Message from President Knapp

Dr. Knapp addresses last week’s national tragedies.

President Knapp
George Washington President Steven Knapp.
July 12, 2016

I write today to our university community after a somber week of national outrage, mourning, and prayer in the wake of violence in Louisiana, Minnesota, and Texas. 

Clearly there is a need for sustained and serious dialogue about the causes of such terrible events.  I have been impressed ever since I joined this community by its commitment to dialogue across every kind of boundary, and I have been inspired by the idea that our capacity to explore and discuss the deepest issues affecting our community might provide a model to a nation that, as is all too painfully evident, desperately needs that example.

But we must do more than explore and discuss.  Last November, I wrote to you about conflicts that had arisen on university campuses where African American students had encountered forms of bias and exclusion that belied the promises of the institutions that had actively encouraged them to enroll.  I wrote at the time that colleges and universities could achieve excellence only if they embraced “the talents, experience, and contributions of students from all backgrounds.”  “Indeed,” I added, “our democracy as a whole can thrive only if the doors of educational opportunity at all levels are fully and visibly open to members of all the communities that make up the fabric of our nation.” 

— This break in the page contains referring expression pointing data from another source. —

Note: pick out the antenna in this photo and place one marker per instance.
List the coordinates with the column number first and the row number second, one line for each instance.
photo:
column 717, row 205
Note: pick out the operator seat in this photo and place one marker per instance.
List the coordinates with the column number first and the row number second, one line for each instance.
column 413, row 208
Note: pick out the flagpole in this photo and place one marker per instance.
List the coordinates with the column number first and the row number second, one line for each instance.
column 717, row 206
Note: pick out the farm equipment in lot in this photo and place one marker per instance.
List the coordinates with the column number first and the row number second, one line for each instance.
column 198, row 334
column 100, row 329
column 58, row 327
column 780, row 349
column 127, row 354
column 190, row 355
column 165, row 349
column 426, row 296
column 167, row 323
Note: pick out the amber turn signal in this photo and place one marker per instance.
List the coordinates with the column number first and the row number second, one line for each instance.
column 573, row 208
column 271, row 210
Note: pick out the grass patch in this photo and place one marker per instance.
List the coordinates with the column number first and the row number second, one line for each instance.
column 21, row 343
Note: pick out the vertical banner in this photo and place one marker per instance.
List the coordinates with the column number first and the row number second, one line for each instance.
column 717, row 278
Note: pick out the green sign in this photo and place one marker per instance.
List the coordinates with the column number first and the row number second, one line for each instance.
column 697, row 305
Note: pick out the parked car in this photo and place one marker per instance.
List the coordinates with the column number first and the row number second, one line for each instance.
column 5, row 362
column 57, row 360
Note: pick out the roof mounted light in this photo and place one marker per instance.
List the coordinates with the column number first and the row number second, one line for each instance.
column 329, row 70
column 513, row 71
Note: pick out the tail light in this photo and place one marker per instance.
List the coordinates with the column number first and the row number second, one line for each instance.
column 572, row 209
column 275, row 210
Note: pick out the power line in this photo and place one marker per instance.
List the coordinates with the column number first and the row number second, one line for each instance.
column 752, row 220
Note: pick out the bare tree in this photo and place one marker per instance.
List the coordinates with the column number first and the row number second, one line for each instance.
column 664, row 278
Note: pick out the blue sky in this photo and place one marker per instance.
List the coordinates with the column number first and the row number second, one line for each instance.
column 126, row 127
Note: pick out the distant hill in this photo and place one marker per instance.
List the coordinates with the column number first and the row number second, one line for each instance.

Since writing those words, I have been moved and saddened by what I have continued to hear from our students as well as members of our faculty and staff about obstacles they encounter at George Washington.  In the coming year we will strengthen and accelerate our efforts to make sure we realize our promise to be a community of scholars in which the interests, contributions, and aspirations of all our students, faculty, and staff are recognized, respected, and given the fullest possible scope.  I invite every member of our community to join that effort.

This is not to say that the institutional work we must do inside and outside the classroom is an adequate response to what occurred last week.  Our most important contribution to addressing the sources of such violence is not through what we say or do here but through the graduates who, when they leave us, carry their knowledge and their commitment to justice beyond these walls and out into the world we count on them to change. 
So we continue to move forward together in hope as well as sorrow.  As we do so, I ask that we attend in particular to those whose own experiences of violence or exclusion may make them particularly vulnerable to the emotional effects of this national trauma.  Again, we all have a role to play in building the community we know we are meant to be.